Following a meeting in Tehran yesterday with visiting Russian Deputy Foreign Minister Sergey Ryabkov, Iranian Foreign Minister Javad Zarif called on Russia to assume a more active role in multilateral talks over Iran’s nuclear program, which will resume later this week. Despite fears that the meeting could produce a shift in Russia’s stance in the talks, however, it produced no unusual announcements or initiatives.
The lack of drama from Ryabkov’s trip provides yet another welcome sign that Russian threats to abandon the United States on the Iranian nuclear issue are mostly bluff. In November 2014, a senior National Security Council official said that “the Russians have played a very helpful role during these negotiations,” having “put forward creative and reasonable ideas that preserve our objective of cutting off any possible pathway Iran might have to a nuclear weapon.”

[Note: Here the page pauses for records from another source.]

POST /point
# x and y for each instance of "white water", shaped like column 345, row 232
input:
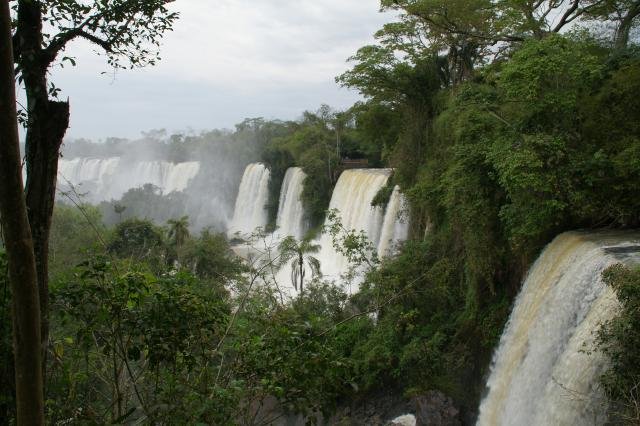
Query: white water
column 250, row 210
column 352, row 197
column 395, row 227
column 291, row 215
column 541, row 374
column 110, row 178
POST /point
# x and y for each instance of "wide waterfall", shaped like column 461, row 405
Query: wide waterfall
column 250, row 211
column 395, row 227
column 352, row 197
column 109, row 178
column 291, row 215
column 542, row 373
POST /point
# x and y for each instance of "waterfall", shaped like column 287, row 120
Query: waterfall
column 541, row 373
column 109, row 178
column 352, row 197
column 291, row 214
column 395, row 226
column 250, row 211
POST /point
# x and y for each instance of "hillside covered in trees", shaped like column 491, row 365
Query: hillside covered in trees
column 505, row 124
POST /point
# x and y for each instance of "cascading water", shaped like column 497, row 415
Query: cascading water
column 291, row 216
column 541, row 372
column 250, row 211
column 109, row 178
column 352, row 197
column 395, row 227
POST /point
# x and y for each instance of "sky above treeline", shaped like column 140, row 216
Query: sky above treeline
column 226, row 60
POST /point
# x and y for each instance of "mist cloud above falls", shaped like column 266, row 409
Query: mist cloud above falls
column 226, row 60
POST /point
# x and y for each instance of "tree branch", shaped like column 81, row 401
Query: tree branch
column 61, row 40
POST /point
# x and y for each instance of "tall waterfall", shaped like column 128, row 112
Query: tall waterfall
column 250, row 211
column 291, row 216
column 541, row 373
column 110, row 178
column 352, row 197
column 395, row 227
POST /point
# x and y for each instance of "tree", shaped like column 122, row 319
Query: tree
column 298, row 252
column 19, row 245
column 471, row 32
column 119, row 209
column 127, row 31
column 178, row 233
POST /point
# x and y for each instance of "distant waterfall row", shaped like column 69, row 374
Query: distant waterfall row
column 352, row 197
column 109, row 178
column 541, row 372
column 251, row 204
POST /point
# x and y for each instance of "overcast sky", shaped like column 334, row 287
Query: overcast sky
column 225, row 60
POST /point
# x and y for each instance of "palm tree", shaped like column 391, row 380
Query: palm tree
column 119, row 209
column 298, row 253
column 179, row 231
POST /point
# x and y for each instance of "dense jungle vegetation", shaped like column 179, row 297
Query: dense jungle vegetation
column 502, row 130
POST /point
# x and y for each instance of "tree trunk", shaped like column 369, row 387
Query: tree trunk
column 19, row 245
column 48, row 122
column 44, row 138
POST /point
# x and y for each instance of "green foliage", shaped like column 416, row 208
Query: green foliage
column 210, row 259
column 299, row 254
column 74, row 232
column 142, row 340
column 312, row 146
column 619, row 339
column 137, row 239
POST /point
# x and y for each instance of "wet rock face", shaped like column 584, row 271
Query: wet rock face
column 435, row 409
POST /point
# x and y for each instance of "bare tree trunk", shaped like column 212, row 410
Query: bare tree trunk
column 19, row 245
column 48, row 122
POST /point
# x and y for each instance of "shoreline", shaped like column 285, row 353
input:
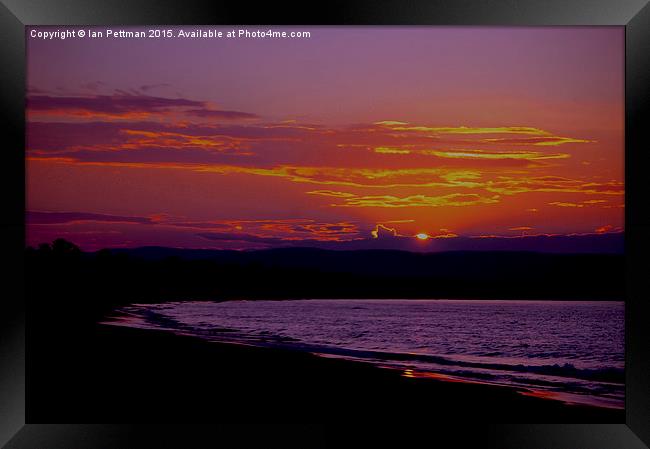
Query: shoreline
column 136, row 375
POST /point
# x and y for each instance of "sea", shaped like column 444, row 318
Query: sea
column 572, row 351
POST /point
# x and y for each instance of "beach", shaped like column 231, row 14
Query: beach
column 117, row 374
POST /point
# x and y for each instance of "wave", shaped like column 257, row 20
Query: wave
column 265, row 339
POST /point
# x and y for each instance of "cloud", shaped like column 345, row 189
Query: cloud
column 540, row 141
column 482, row 154
column 404, row 126
column 453, row 199
column 223, row 115
column 106, row 105
column 381, row 232
column 47, row 218
column 126, row 105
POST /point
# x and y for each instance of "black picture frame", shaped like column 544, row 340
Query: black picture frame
column 634, row 15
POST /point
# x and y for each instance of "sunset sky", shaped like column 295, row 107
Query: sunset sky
column 358, row 134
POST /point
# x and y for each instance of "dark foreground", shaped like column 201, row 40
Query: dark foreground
column 130, row 375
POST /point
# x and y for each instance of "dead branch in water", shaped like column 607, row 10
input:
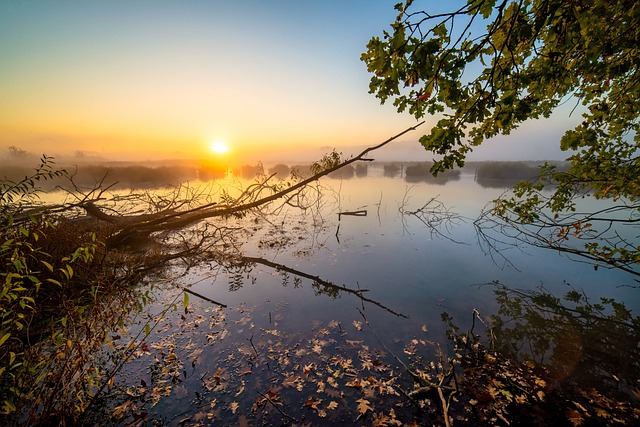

For example, according to media reports, the parties are considering a deal whereby Iran would send much of its growing stocks of low-enriched uranium (LEU) to Russia for conversion into reactor fuel rods. Even when returned to Iran in this form, they could not easily be used to make weapons-grade fissile material, thereby increasing the “breakout” time that Iran would require to develop a nuclear weapon. The Iranian government has denied that it has agreed to such an arrangement, but Iranian officials acknowledge that the proposal has been under consideration at the talks, which must reach a comprehensive agreement by June 30, 2015.